Today was hand-in day for the first part of this module’s coursework – to design a shop, based on four requirements, using Object-Oriented design principles. Specifically, we had to use the State, Strategy and Item Description patterns, although I also worked in a couple of other patterns I like – Decorator (solves problems of composing functionality using recursion) and Iterator (hides implementation details of collections behind a simple object you can only iterate over).
I quite enjoyed having a simple pet problem like this, with a real reason to work through some aspects of it. If you’re interested in having a go yourself, the assignment reminded me of the first pragprog Code Kata – Supermarket Pricing.
As a result of the coursework, I’ve found a UML tool I can live with – Visual Paradigm. I’ll probably do a bit of a review and compare with the other tools I tried soon, but suffice to say it was by some margin the most pleasant and easy-to-use tool of the 5 or 6 I tried. £40 needed to get rid of the invasive watermark, but it looks like when it comes to CASE tools you get what you pay for.
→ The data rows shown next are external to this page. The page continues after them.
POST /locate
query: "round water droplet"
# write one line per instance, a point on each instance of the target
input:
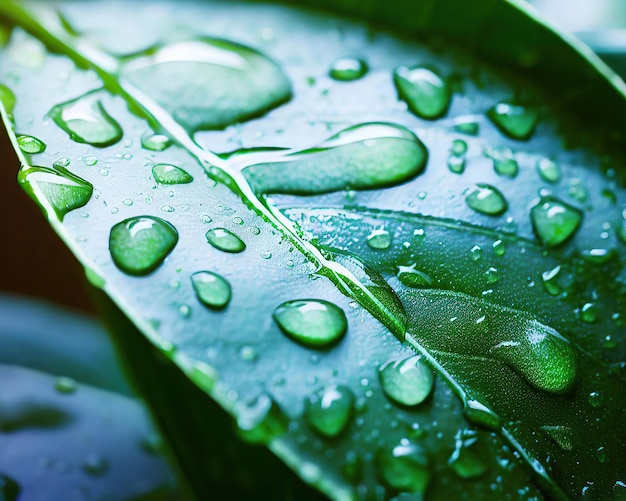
(330, 410)
(487, 200)
(554, 221)
(56, 189)
(407, 381)
(139, 245)
(347, 69)
(30, 144)
(426, 94)
(312, 322)
(513, 119)
(86, 121)
(211, 289)
(170, 174)
(225, 240)
(379, 239)
(404, 467)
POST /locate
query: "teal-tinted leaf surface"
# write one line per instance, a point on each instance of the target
(454, 362)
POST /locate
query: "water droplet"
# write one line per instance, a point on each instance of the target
(404, 466)
(218, 82)
(554, 221)
(170, 174)
(513, 119)
(225, 240)
(426, 94)
(406, 381)
(548, 171)
(347, 69)
(312, 322)
(56, 189)
(86, 121)
(212, 289)
(410, 277)
(30, 144)
(379, 239)
(329, 410)
(487, 200)
(139, 245)
(155, 142)
(381, 155)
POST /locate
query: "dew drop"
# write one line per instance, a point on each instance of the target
(170, 174)
(554, 221)
(86, 121)
(329, 410)
(426, 94)
(406, 381)
(314, 323)
(225, 240)
(139, 245)
(487, 200)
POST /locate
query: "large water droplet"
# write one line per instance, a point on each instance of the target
(366, 156)
(424, 91)
(312, 322)
(86, 121)
(225, 240)
(170, 174)
(513, 119)
(139, 244)
(329, 410)
(30, 144)
(209, 83)
(211, 289)
(404, 467)
(487, 200)
(407, 381)
(347, 69)
(554, 221)
(56, 189)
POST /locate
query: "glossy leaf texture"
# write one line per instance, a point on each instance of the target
(408, 281)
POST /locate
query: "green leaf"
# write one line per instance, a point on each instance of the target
(389, 301)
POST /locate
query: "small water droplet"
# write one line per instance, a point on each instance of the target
(212, 289)
(487, 200)
(406, 381)
(426, 94)
(329, 410)
(138, 245)
(513, 119)
(225, 240)
(312, 322)
(347, 69)
(554, 221)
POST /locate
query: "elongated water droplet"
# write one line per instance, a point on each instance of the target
(513, 119)
(487, 200)
(379, 239)
(404, 466)
(312, 322)
(347, 69)
(56, 189)
(407, 381)
(225, 240)
(86, 121)
(554, 221)
(217, 83)
(170, 174)
(30, 144)
(211, 289)
(426, 94)
(139, 244)
(380, 154)
(329, 410)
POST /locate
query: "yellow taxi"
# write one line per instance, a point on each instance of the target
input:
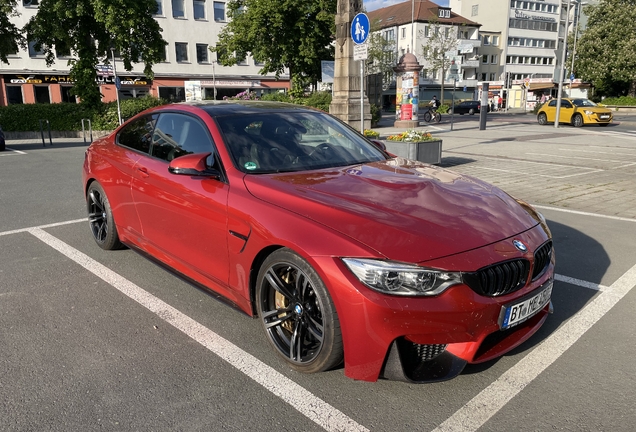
(576, 111)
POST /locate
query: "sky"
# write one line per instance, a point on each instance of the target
(377, 4)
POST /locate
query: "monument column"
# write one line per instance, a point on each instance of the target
(346, 82)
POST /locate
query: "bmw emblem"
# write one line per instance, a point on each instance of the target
(519, 245)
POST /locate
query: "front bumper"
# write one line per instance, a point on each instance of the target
(380, 332)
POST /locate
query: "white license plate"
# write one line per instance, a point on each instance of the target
(517, 313)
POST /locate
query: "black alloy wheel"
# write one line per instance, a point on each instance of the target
(297, 313)
(100, 218)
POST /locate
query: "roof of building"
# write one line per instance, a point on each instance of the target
(420, 10)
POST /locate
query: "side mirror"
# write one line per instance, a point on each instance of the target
(193, 165)
(379, 144)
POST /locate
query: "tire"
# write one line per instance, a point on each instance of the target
(577, 120)
(297, 313)
(100, 218)
(542, 118)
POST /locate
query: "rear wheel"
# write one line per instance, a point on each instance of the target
(577, 120)
(542, 119)
(297, 313)
(100, 218)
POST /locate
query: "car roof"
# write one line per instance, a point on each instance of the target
(239, 107)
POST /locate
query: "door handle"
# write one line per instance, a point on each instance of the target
(143, 171)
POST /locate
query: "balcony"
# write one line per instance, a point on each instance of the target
(470, 64)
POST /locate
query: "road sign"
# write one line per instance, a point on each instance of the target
(360, 28)
(360, 52)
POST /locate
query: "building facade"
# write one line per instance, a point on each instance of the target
(529, 35)
(409, 26)
(189, 26)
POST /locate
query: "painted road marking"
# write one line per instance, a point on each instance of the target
(314, 408)
(493, 398)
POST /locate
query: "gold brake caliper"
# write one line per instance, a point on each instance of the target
(282, 302)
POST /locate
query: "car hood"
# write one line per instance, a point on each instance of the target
(404, 210)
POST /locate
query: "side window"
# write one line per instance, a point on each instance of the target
(178, 135)
(137, 135)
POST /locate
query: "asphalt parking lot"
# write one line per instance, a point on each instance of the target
(95, 340)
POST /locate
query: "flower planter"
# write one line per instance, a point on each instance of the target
(423, 151)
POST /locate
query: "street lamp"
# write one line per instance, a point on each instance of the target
(562, 68)
(576, 33)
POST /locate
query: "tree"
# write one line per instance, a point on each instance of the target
(606, 50)
(88, 29)
(282, 34)
(10, 36)
(439, 41)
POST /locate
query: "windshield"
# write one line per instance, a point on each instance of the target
(293, 141)
(583, 102)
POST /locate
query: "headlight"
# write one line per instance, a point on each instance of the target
(390, 277)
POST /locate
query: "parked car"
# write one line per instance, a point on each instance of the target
(468, 107)
(344, 252)
(576, 111)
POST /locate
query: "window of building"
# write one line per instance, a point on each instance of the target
(181, 51)
(14, 95)
(178, 9)
(42, 94)
(202, 53)
(199, 9)
(67, 96)
(35, 52)
(219, 11)
(172, 94)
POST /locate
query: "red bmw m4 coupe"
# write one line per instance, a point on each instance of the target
(345, 253)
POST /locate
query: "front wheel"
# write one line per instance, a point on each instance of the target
(542, 119)
(577, 120)
(100, 218)
(297, 313)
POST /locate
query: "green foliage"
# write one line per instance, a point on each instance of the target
(89, 28)
(283, 34)
(606, 50)
(620, 101)
(10, 35)
(68, 116)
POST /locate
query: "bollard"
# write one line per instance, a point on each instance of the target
(90, 130)
(42, 132)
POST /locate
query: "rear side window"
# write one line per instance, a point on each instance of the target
(178, 135)
(138, 134)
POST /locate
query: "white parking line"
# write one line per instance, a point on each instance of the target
(14, 152)
(486, 404)
(315, 409)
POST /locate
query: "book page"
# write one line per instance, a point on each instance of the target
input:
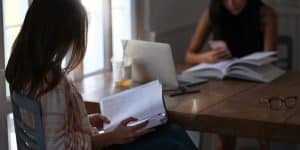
(265, 73)
(211, 70)
(144, 103)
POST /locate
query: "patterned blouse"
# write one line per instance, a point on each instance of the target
(60, 132)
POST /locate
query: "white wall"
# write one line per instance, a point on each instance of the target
(173, 21)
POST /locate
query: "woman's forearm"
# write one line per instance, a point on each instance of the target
(103, 140)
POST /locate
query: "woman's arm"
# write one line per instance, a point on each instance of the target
(198, 39)
(269, 28)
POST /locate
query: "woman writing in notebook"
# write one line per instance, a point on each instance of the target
(238, 28)
(53, 29)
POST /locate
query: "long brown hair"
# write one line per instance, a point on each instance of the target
(50, 28)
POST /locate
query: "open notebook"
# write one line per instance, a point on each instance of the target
(144, 103)
(255, 67)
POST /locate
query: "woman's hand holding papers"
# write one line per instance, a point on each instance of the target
(125, 134)
(97, 120)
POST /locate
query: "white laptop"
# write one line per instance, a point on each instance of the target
(154, 61)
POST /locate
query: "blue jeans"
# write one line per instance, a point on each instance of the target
(166, 137)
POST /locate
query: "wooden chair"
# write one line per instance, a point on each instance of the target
(28, 138)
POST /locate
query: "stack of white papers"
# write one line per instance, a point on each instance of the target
(144, 103)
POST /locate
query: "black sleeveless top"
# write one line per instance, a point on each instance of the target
(242, 33)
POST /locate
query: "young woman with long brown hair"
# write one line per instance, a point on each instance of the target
(53, 29)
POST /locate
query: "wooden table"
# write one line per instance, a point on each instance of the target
(228, 107)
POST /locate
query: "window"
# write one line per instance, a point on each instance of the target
(121, 25)
(13, 15)
(94, 57)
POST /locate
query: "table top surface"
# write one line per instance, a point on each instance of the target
(226, 106)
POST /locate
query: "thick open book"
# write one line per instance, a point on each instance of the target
(144, 103)
(255, 67)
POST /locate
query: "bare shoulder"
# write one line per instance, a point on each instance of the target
(268, 12)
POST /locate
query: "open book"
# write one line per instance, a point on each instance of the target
(255, 67)
(144, 103)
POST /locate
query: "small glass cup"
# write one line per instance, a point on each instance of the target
(121, 73)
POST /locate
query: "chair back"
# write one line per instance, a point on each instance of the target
(28, 138)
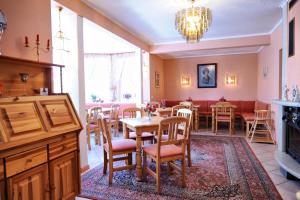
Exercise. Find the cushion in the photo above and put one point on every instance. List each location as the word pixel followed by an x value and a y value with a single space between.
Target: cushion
pixel 165 150
pixel 247 106
pixel 144 134
pixel 248 116
pixel 122 145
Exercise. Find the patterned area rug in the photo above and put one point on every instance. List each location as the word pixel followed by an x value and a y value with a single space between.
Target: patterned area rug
pixel 223 168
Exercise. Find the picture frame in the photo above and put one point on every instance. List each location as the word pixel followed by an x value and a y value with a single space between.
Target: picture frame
pixel 157 79
pixel 207 75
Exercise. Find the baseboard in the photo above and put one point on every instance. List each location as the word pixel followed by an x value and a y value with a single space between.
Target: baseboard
pixel 84 168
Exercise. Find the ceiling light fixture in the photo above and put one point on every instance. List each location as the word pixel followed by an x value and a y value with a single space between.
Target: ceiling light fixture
pixel 193 22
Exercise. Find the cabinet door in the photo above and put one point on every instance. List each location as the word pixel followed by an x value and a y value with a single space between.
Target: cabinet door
pixel 64 177
pixel 30 185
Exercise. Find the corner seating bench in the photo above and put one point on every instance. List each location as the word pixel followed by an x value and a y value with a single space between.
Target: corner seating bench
pixel 244 109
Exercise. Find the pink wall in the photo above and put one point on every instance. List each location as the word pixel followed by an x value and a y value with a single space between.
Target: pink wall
pixel 243 66
pixel 26 18
pixel 293 63
pixel 268 87
pixel 156 65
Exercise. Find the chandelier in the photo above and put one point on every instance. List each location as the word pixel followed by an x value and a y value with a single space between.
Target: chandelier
pixel 193 22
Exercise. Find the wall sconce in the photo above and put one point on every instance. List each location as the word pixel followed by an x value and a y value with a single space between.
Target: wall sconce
pixel 230 80
pixel 24 77
pixel 186 81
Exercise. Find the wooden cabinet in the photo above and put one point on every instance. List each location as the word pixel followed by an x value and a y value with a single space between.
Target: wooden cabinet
pixel 64 182
pixel 30 185
pixel 39 155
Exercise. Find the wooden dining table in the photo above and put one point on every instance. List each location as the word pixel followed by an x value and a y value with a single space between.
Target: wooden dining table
pixel 140 125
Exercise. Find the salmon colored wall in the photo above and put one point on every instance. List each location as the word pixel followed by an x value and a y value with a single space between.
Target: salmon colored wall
pixel 156 65
pixel 268 87
pixel 26 18
pixel 243 66
pixel 293 63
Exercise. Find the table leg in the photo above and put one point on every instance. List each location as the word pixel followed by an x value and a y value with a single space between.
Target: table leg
pixel 138 155
pixel 125 131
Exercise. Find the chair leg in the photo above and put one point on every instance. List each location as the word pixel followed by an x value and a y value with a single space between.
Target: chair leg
pixel 130 159
pixel 145 166
pixel 105 162
pixel 157 177
pixel 253 130
pixel 183 172
pixel 111 167
pixel 189 154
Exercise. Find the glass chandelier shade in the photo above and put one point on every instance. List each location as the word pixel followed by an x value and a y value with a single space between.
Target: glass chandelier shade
pixel 193 22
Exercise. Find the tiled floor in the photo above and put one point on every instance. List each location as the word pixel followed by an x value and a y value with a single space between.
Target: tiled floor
pixel 264 152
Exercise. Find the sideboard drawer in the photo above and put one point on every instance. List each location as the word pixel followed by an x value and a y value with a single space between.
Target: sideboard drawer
pixel 66 144
pixel 26 160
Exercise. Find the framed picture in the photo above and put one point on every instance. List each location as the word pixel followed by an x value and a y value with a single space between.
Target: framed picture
pixel 157 79
pixel 207 75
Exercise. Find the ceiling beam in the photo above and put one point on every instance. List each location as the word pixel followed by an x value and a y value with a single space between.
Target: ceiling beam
pixel 251 41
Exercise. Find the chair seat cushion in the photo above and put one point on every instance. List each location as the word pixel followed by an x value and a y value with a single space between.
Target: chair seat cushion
pixel 144 135
pixel 165 150
pixel 93 126
pixel 122 145
pixel 248 116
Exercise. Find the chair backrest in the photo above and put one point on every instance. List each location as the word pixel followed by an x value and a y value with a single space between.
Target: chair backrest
pixel 187 104
pixel 106 133
pixel 224 108
pixel 114 113
pixel 188 114
pixel 132 112
pixel 176 108
pixel 171 125
pixel 93 114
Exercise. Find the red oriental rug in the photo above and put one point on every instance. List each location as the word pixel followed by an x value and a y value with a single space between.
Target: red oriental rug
pixel 223 168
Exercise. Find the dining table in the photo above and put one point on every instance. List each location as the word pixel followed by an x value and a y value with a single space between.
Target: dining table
pixel 140 125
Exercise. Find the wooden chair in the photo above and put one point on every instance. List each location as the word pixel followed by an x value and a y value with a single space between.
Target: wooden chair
pixel 93 125
pixel 114 118
pixel 133 113
pixel 262 119
pixel 115 148
pixel 167 151
pixel 225 113
pixel 187 113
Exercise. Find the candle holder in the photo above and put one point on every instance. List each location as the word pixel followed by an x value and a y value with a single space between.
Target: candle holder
pixel 37 46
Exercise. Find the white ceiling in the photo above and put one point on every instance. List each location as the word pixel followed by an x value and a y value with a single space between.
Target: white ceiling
pixel 153 20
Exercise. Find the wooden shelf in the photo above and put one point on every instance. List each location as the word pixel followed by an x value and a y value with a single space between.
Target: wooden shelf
pixel 28 62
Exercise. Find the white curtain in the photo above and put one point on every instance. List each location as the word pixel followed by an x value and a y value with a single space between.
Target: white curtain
pixel 108 76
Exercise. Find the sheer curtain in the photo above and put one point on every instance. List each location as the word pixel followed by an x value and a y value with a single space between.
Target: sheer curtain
pixel 111 77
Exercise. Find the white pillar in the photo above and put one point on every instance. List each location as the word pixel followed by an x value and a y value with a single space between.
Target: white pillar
pixel 284 43
pixel 81 92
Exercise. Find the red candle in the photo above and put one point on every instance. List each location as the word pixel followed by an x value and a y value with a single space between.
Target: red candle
pixel 26 41
pixel 48 44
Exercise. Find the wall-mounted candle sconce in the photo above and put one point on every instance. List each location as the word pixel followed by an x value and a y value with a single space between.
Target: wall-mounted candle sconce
pixel 185 81
pixel 24 77
pixel 230 80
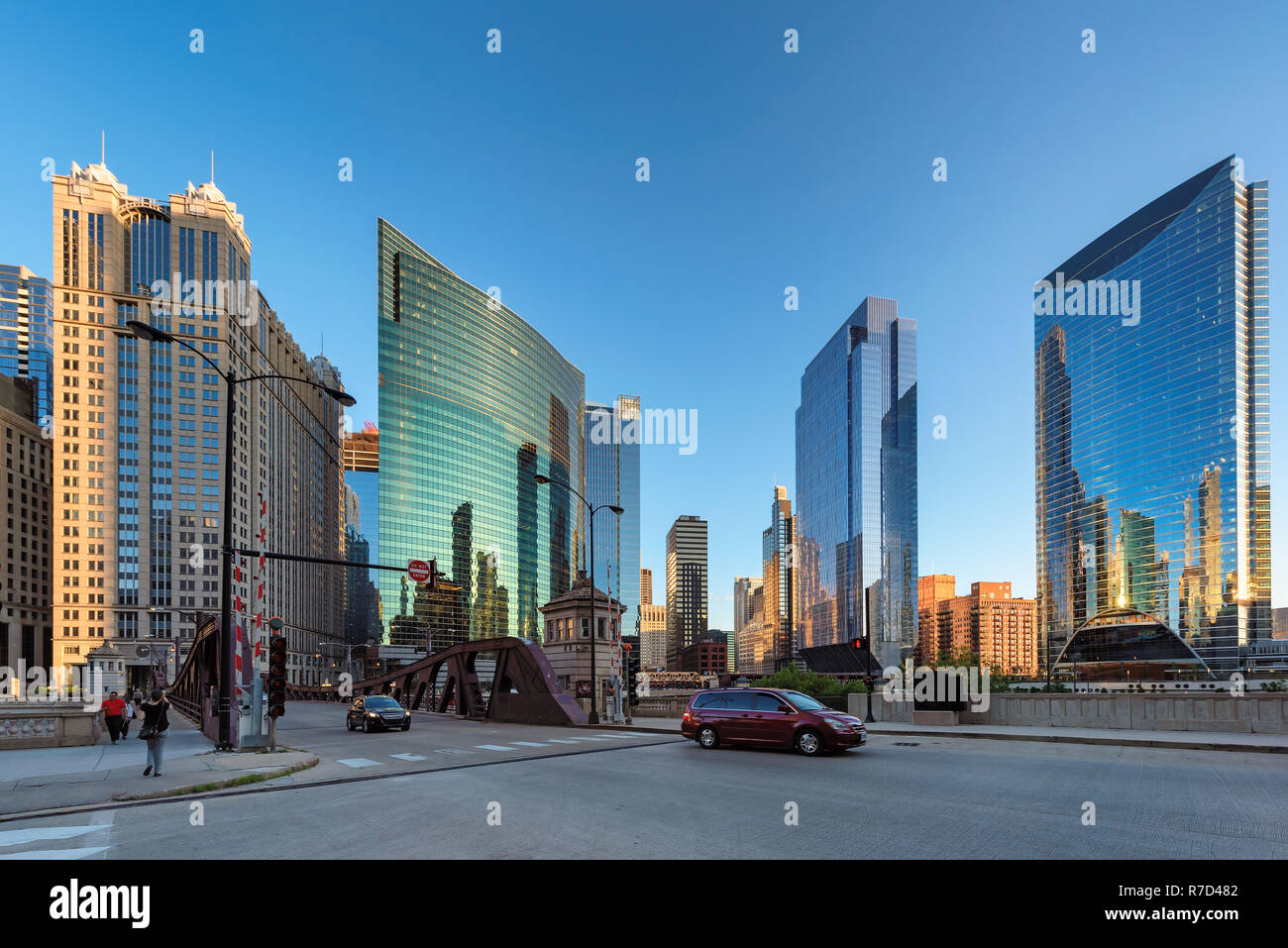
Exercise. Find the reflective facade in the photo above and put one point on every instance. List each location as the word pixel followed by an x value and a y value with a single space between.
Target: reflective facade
pixel 27 333
pixel 1151 427
pixel 473 404
pixel 613 476
pixel 857 485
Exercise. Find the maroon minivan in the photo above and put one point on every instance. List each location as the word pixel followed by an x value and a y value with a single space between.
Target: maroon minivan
pixel 769 717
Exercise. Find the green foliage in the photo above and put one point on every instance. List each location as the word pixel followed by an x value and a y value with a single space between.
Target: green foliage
pixel 809 683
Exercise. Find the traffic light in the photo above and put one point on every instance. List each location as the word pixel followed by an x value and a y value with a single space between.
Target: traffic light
pixel 632 668
pixel 275 669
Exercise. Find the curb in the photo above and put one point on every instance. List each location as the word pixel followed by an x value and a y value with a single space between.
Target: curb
pixel 1082 740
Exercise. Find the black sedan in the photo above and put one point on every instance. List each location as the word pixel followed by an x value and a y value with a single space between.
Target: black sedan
pixel 376 712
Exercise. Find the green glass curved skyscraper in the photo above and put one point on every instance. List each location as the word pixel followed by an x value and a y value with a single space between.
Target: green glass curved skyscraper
pixel 473 404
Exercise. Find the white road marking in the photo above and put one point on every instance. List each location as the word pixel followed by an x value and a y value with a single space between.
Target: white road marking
pixel 20 837
pixel 56 853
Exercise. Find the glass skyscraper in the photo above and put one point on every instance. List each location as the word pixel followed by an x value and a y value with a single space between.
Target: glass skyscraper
pixel 613 476
pixel 1151 421
pixel 855 550
pixel 475 403
pixel 27 333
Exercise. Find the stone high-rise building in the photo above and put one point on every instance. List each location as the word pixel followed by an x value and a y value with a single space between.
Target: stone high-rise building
pixel 140 432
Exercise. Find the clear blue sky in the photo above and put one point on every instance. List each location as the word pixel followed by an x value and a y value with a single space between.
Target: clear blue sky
pixel 768 168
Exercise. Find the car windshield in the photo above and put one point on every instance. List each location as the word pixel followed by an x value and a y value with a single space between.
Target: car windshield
pixel 804 702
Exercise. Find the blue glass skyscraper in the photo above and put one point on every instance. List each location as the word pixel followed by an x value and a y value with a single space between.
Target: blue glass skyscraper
pixel 27 333
pixel 855 550
pixel 613 476
pixel 1151 421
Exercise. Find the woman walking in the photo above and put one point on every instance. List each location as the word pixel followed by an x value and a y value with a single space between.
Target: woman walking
pixel 114 712
pixel 155 725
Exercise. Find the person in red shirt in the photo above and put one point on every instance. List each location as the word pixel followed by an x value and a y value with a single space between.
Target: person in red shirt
pixel 114 712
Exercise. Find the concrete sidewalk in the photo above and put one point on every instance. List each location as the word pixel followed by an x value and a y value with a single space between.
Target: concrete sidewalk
pixel 1186 740
pixel 58 777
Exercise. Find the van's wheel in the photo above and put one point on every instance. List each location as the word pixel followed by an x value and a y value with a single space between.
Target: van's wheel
pixel 809 743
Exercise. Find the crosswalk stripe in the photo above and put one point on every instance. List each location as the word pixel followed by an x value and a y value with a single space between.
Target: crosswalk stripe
pixel 55 853
pixel 18 837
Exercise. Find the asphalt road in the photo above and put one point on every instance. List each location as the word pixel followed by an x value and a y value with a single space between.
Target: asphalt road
pixel 939 797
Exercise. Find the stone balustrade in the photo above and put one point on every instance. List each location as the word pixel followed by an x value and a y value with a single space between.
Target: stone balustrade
pixel 48 724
The lectures are proving tricky to keep on top of – the pace is kinda slow (maybe that’s just me), so I find myself struggling to maintain attention. Still, the lecture notes are very detailed, so I spent a a few hours reviewing last week’s notes creating myself some revision material. I’ve been using a piece of software called Freemind to do ‘mind-mapping’, something I found out about in a presentation by Steve Brett in last years’ unsheffield unconference. It seems to work pretty well for the way I do revision, here’s a screenshot if you’ve not seen a mind map before.
So anyway, it’s all good. Coursework part 2 starts now, two more lectures in this module.